И тут он открыл глаза.…и мы долго, долго смотрели друг на друга. …и глаза у него широко открытые, скорбные, остановившиеся, деревянные. И щеки его деревянные. И кровь на ребрах, на плечах его деревянно, жестко застыла. Вырезанные из дерева капли; крашеные выступы; багряные потеки, и кое-где краска сползла, облупилась. И лицо его печальное, то грубое, то нежное, то скорбное, то вдруг неистово радостное, как у ребенка, деревянно молчало. Тысячи жизней сменялись на его деревянном лице: шли, вспыхивали, исчезали-пропадали. И деревянные его руки…
…и деревянные мои руки вдруг пошевелились, ладони дрогнули, пальцы скрючились; я захотел протянуть их к живому человеку, к женщине, что сидела рядом со мной, и не смог. Я захотел улыбнуться ей – чуть приподнялись углы деревянных губ, но ни вздоха не вышло наружу из твердого, старого дерева. Старое, почернелое дерево, и резец мастера хоть острый был, да затупился под конец. Единственное, что жило на деревянном лике, – глаза. Мои глаза. Я видел ими. Живое дерево тоже видит – ветвями, корой. И я смотрел на женщину. И я…
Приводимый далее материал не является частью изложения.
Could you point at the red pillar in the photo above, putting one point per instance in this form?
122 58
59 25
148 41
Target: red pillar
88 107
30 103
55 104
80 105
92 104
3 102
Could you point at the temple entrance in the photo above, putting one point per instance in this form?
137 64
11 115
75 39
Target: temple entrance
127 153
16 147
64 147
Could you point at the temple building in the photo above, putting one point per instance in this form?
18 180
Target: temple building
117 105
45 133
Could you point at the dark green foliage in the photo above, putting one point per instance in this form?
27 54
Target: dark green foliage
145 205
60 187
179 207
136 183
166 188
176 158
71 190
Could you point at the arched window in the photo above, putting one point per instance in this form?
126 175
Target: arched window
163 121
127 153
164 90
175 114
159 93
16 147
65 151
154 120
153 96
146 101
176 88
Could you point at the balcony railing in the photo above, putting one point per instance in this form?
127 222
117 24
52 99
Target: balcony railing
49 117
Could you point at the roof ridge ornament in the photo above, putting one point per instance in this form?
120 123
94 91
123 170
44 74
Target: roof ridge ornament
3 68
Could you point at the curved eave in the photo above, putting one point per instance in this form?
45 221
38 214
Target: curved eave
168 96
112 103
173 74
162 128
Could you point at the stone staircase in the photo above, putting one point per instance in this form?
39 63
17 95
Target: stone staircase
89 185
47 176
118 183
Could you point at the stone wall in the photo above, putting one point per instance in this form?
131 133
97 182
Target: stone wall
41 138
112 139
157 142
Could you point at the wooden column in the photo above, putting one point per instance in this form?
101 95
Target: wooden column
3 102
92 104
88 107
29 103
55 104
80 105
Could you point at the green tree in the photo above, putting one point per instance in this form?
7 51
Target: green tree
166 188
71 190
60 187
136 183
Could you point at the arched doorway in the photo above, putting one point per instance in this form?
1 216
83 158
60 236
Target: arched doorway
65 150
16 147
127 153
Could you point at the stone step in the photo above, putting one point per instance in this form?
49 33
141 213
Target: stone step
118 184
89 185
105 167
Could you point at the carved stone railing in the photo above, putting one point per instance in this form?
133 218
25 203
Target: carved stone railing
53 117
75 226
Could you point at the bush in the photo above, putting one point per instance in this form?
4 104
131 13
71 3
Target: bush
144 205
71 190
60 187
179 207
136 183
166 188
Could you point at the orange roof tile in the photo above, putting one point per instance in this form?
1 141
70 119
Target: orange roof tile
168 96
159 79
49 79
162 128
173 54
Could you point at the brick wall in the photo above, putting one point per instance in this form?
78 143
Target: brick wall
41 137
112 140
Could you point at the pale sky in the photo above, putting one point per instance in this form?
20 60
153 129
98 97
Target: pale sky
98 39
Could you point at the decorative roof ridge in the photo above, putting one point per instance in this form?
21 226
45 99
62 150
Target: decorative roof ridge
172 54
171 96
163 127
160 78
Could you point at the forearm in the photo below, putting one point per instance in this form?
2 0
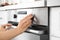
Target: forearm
9 34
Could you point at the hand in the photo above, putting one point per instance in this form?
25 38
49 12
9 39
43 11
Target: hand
25 23
3 27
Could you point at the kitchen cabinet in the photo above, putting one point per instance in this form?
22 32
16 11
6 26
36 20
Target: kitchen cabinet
53 2
32 4
27 36
41 14
55 21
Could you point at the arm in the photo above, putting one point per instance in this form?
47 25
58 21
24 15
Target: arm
22 26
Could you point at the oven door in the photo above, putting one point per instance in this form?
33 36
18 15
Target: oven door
27 36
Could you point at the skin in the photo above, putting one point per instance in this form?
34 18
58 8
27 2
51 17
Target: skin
22 26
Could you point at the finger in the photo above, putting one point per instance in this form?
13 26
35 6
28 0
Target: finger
28 22
2 28
8 25
27 18
26 27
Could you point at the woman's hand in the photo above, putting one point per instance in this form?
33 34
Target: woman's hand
25 23
5 26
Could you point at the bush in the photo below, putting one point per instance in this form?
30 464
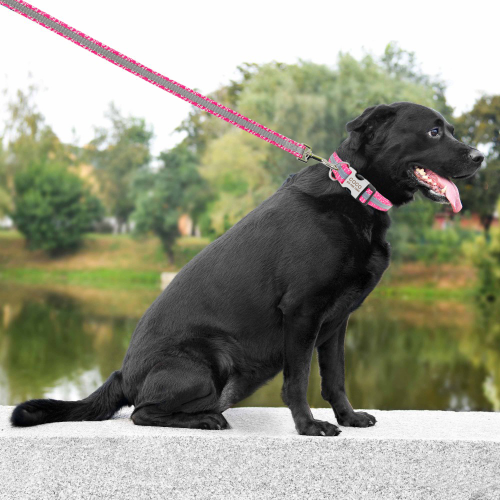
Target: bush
53 208
484 253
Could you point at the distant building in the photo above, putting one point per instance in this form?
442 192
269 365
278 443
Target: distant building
6 223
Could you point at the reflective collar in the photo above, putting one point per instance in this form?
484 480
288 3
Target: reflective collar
359 187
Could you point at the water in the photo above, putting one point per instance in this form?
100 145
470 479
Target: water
400 354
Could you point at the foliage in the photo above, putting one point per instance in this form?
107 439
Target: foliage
163 196
118 154
484 253
25 140
413 238
53 208
481 126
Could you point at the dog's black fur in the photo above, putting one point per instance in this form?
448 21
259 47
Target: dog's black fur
280 283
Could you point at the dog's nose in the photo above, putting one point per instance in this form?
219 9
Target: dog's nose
476 156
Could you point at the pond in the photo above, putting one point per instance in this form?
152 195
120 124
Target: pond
400 353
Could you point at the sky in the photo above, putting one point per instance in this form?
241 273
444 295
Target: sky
200 44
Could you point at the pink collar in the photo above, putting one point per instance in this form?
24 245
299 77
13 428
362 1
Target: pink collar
359 187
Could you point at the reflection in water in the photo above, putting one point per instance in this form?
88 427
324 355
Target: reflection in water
399 354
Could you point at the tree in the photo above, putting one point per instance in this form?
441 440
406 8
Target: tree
118 154
53 208
26 140
306 102
163 196
481 126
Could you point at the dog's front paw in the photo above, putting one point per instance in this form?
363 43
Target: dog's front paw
357 419
318 428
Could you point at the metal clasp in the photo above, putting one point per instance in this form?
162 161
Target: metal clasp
308 154
357 185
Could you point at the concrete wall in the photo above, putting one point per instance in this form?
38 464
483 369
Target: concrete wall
408 454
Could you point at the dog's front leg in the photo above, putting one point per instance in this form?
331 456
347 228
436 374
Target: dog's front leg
300 334
332 370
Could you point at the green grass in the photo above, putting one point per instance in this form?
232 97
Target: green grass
422 293
96 278
120 262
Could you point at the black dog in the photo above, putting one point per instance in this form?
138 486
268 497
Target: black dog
280 283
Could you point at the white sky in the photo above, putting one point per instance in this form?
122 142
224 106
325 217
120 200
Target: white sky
200 43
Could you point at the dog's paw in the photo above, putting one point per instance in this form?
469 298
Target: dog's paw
318 428
357 419
212 421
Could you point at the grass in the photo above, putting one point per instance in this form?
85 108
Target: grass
121 263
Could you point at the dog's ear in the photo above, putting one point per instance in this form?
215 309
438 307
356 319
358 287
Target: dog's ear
363 128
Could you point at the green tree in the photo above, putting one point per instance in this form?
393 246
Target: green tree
305 101
53 208
118 154
481 126
25 141
163 196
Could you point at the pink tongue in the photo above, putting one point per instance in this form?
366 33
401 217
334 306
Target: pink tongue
451 193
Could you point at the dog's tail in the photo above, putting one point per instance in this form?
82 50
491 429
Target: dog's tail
100 405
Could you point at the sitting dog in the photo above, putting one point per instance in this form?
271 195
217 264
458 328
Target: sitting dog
280 283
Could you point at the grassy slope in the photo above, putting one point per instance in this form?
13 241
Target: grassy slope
108 262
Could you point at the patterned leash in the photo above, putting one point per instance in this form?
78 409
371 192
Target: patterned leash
358 186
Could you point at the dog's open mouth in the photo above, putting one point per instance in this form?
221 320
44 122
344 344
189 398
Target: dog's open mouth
439 186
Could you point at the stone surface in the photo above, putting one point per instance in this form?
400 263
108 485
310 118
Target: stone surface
408 454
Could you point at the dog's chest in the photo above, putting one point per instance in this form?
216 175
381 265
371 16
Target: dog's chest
360 280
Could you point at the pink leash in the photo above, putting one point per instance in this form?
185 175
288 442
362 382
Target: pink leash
358 186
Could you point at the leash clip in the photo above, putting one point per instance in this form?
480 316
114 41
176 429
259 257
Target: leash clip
308 154
356 184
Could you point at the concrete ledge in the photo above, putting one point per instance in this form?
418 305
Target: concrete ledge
408 454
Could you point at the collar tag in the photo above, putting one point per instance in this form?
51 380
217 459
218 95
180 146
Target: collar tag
358 186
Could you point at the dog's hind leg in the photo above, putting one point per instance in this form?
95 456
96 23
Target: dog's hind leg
179 393
332 369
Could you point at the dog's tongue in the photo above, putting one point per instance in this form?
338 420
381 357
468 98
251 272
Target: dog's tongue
451 193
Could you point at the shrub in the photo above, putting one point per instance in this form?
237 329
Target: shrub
53 208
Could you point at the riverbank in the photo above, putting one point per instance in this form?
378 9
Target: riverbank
120 262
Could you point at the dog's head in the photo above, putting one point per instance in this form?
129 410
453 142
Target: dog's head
404 147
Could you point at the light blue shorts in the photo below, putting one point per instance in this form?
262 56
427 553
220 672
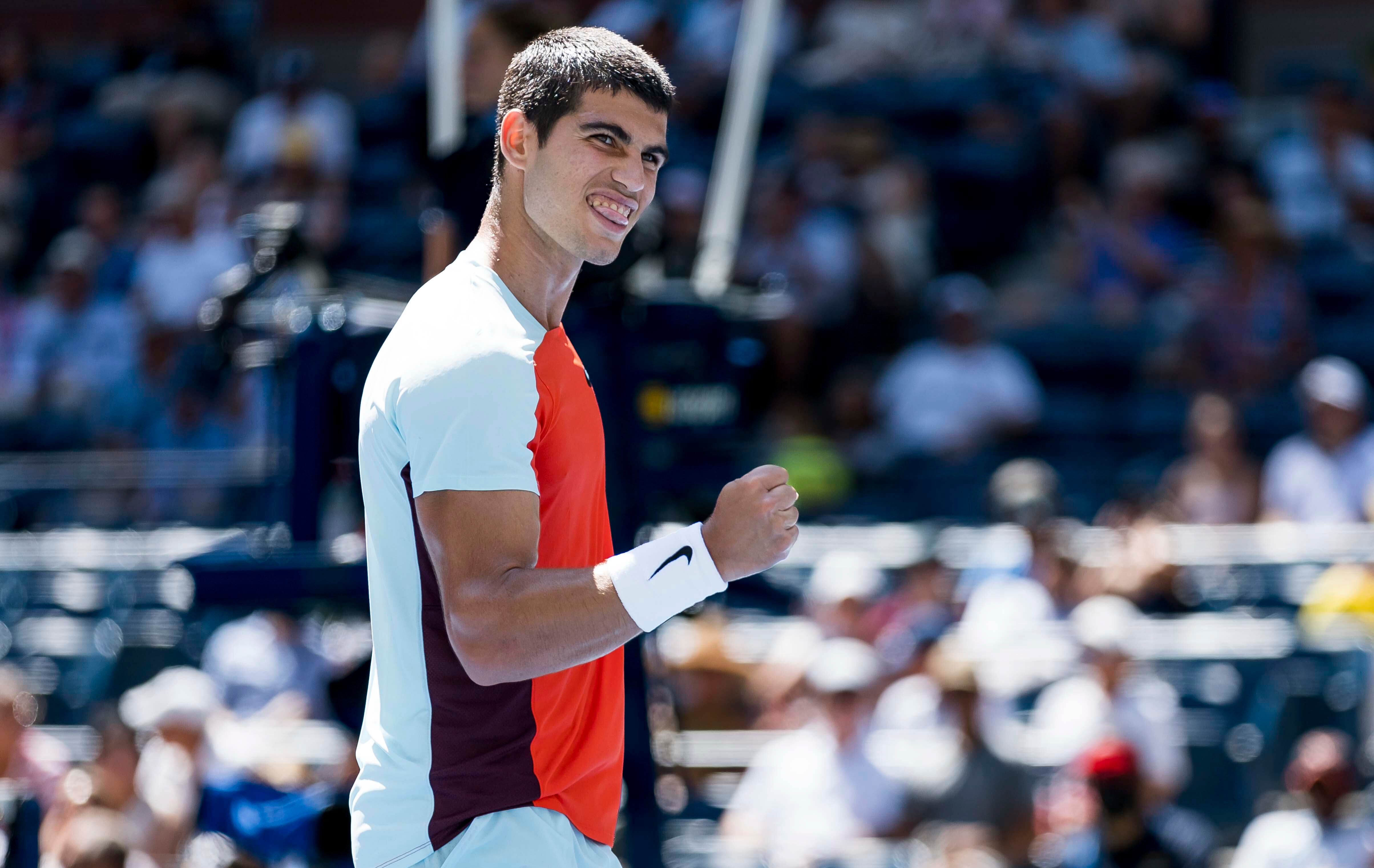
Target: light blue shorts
521 838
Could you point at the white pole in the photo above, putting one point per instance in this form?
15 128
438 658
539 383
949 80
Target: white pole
446 76
734 165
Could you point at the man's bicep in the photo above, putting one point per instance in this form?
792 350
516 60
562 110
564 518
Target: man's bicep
479 535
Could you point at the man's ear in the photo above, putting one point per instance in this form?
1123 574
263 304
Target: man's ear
517 138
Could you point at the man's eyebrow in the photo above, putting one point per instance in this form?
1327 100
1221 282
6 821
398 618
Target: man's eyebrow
615 130
624 138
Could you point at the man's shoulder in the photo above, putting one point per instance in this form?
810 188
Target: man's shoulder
1281 829
461 315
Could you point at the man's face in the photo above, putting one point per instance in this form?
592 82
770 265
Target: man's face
590 183
1333 426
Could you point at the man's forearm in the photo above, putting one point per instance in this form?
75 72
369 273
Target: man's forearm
532 623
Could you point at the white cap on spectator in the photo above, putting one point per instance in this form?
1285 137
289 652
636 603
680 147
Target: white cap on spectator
176 695
960 293
844 665
844 575
75 251
1104 624
1335 381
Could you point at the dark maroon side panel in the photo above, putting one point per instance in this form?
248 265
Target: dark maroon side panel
480 735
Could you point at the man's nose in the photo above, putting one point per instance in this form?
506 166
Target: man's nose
630 173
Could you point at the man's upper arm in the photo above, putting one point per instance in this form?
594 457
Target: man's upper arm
477 536
469 426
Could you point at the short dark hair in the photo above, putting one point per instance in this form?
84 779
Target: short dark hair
549 77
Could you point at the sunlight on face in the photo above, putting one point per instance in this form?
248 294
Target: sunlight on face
594 178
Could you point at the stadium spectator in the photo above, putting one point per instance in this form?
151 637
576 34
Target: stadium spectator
172 709
811 794
1325 473
909 620
178 264
113 781
958 392
1130 833
987 792
1250 327
94 838
842 588
101 213
1134 248
1321 776
73 371
293 116
1075 45
1324 178
1113 697
33 760
262 661
1216 483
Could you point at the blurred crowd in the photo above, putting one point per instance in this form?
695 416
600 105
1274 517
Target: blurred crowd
990 226
241 761
995 716
1049 231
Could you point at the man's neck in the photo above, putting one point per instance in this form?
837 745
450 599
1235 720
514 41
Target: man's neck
538 272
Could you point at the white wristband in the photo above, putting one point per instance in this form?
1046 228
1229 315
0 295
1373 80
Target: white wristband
665 576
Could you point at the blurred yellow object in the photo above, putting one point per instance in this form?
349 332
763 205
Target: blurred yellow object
815 469
1340 598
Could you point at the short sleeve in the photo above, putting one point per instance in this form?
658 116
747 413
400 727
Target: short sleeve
469 426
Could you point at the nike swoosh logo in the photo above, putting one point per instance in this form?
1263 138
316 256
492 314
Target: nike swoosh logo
682 553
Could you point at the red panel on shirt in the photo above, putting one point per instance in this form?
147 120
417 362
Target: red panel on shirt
579 713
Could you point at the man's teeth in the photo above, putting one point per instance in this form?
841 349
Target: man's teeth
616 207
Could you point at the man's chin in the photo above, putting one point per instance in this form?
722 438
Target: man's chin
602 256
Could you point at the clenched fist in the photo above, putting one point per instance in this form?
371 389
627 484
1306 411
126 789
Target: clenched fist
755 522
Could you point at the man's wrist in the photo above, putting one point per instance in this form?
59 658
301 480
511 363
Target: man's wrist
707 535
663 577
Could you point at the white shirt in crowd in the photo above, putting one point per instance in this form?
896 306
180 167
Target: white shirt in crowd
1298 840
174 276
260 131
1075 713
1304 484
811 798
1310 204
80 354
939 397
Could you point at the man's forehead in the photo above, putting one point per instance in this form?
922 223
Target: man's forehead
624 109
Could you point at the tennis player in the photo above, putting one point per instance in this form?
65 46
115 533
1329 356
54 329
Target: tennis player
494 732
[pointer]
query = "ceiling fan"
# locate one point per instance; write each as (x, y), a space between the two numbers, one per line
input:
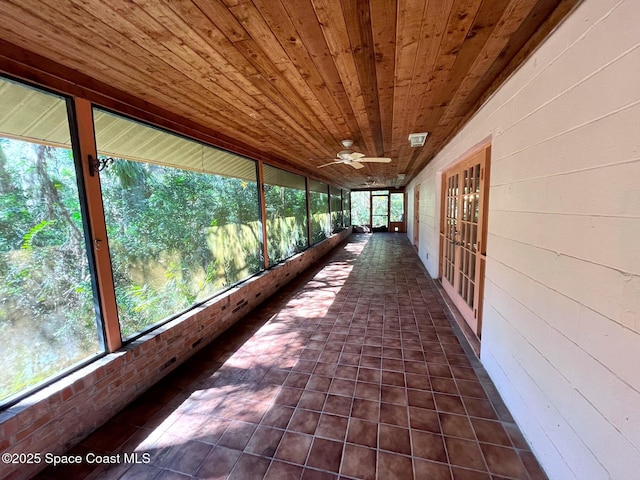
(355, 159)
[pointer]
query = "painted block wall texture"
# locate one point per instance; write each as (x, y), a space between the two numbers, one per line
(61, 415)
(561, 334)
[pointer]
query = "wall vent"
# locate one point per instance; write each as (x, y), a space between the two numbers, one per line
(417, 139)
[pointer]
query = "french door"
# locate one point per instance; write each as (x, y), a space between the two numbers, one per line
(463, 235)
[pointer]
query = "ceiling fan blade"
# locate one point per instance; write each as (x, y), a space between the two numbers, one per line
(375, 160)
(332, 163)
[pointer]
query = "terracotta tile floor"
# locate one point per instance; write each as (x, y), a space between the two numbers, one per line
(353, 371)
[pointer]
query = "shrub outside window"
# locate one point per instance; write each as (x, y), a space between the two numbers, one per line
(47, 319)
(336, 210)
(286, 205)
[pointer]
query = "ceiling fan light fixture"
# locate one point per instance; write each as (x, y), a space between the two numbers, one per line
(418, 139)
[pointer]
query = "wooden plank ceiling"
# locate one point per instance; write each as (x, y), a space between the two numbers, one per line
(287, 80)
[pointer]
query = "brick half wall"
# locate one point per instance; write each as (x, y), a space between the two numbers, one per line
(61, 415)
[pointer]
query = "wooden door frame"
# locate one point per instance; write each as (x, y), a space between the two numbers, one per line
(416, 215)
(473, 316)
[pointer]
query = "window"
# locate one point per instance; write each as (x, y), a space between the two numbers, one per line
(182, 220)
(380, 210)
(361, 208)
(346, 207)
(396, 213)
(319, 211)
(47, 318)
(336, 210)
(286, 204)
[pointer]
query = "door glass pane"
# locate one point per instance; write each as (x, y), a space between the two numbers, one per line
(176, 236)
(346, 207)
(47, 317)
(397, 207)
(380, 212)
(361, 208)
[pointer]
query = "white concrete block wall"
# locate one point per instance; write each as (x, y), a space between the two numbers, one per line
(561, 333)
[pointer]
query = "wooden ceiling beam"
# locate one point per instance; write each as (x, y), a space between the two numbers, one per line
(383, 30)
(357, 17)
(334, 29)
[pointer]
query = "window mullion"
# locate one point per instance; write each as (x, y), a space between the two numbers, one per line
(263, 214)
(97, 226)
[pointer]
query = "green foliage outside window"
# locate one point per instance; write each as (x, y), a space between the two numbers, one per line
(286, 221)
(47, 320)
(176, 237)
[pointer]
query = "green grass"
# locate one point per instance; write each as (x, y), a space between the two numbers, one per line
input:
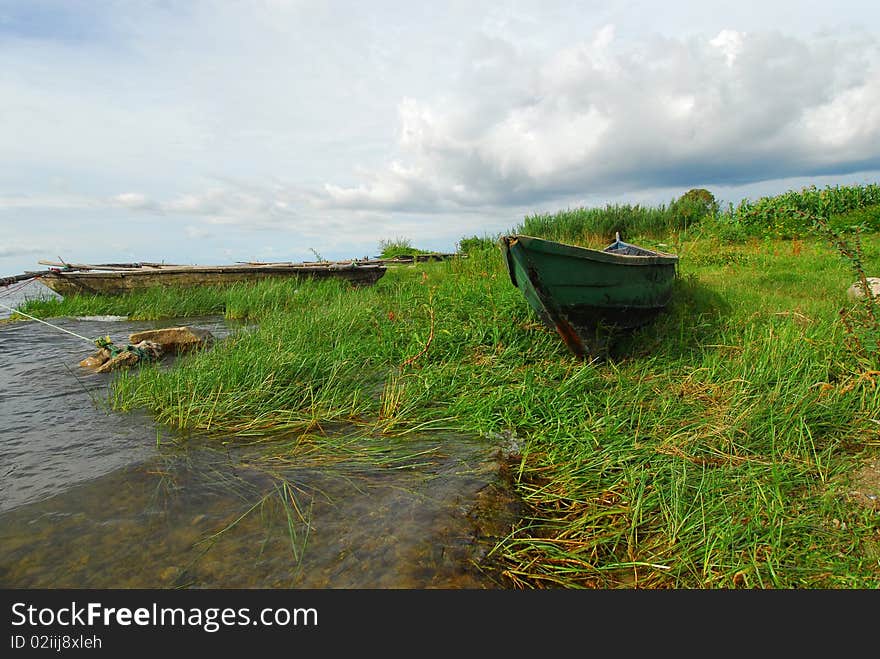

…и я смотрела на него, на мужика избитого! А разве дерево может кровью истекать, беззвучно спросила я его. «Может», – глазами сказал он мне, и в деревянных зрачках я увидала такую боль! Боли конца-краю не было. Боль залила меня, как река по весне. Зрачки краями ледоходных льдин душу оцарапали, сердце. Я обрадовалась: значит, они у меня еще есть, сердце и душа! Не выжгли! Не все во мне убили. Вот он, мужик, страдал, страдает больше меня, крепче меня. Болью меня захлестнул! Как объятием. Так руки взлетают, когда после разлуки муж и жена встречаются – и захлестывают, как солнечная волна. Обнял болью своей меня!
Любовью.
Я убийца, я многих убила, шептала я мужику беззвучно, а ты кто такой, чтобы так – на меня – деревянными очами – из тьмы – глядеть?..…и я глядел на нее, на бедную, нищую духом женщину, что убила многих, что сама себя не знала, а уже научилась чужие жизни махом отнимать, – глядел на нее и проницал глазами ее, и душу ее обнажал, – и ее лицо постепенно становилось из деревянного – мягким, из жесткого – текучим, из ненавидящего…
…и я глядела на него, на мужика этого, на голого мужика в моей темнице, окровавленного всего, деревянного, недвижного, – в лицо ему глядела, глаза в глаза, и вместо его лица, с деревянными усами и с деревянной бородой, с улыбкой нежной, деревянной, отчаянной, я видела…
…я видела свое лицо, да, как в зеркале, свое, ну разве ж я лица своего не знала, вот подбородок упрямый, а вот родинка под глазом, а вот брови черные, широкие, как у персиянки, никогда щипчиками кокетливыми не щипанные, – да, это я, и глаза мои карие, и лоб как у быка, мать меня раньше все большелобым бычком дразнила, – и улыбка… моя! – вот я уже и улыбаюсь ему…
…вот я уже и улыбаюсь – себе…
…в зеркале этом проклятом…
…в зеркале этой темницы, тьмы…
…а где же мужик-то… куда сгинул…
…где…Руку я протянула вперед. Рука встретила воздух. Не было никого.
Не было – и не будет.
Втянула воздух ноздрями. Деревом пахло в тюремном воздухе.
А может, срамной парашей в углу.
Закрыла глаза. На дне моих глаз он сидел. Призрачный, бестелесный. Белела на бедрах повязка. Коричнево-алая кровь на плечах и груди запеклась. Весь покрыт кровавыми письменами. А я их прочитать не смогла.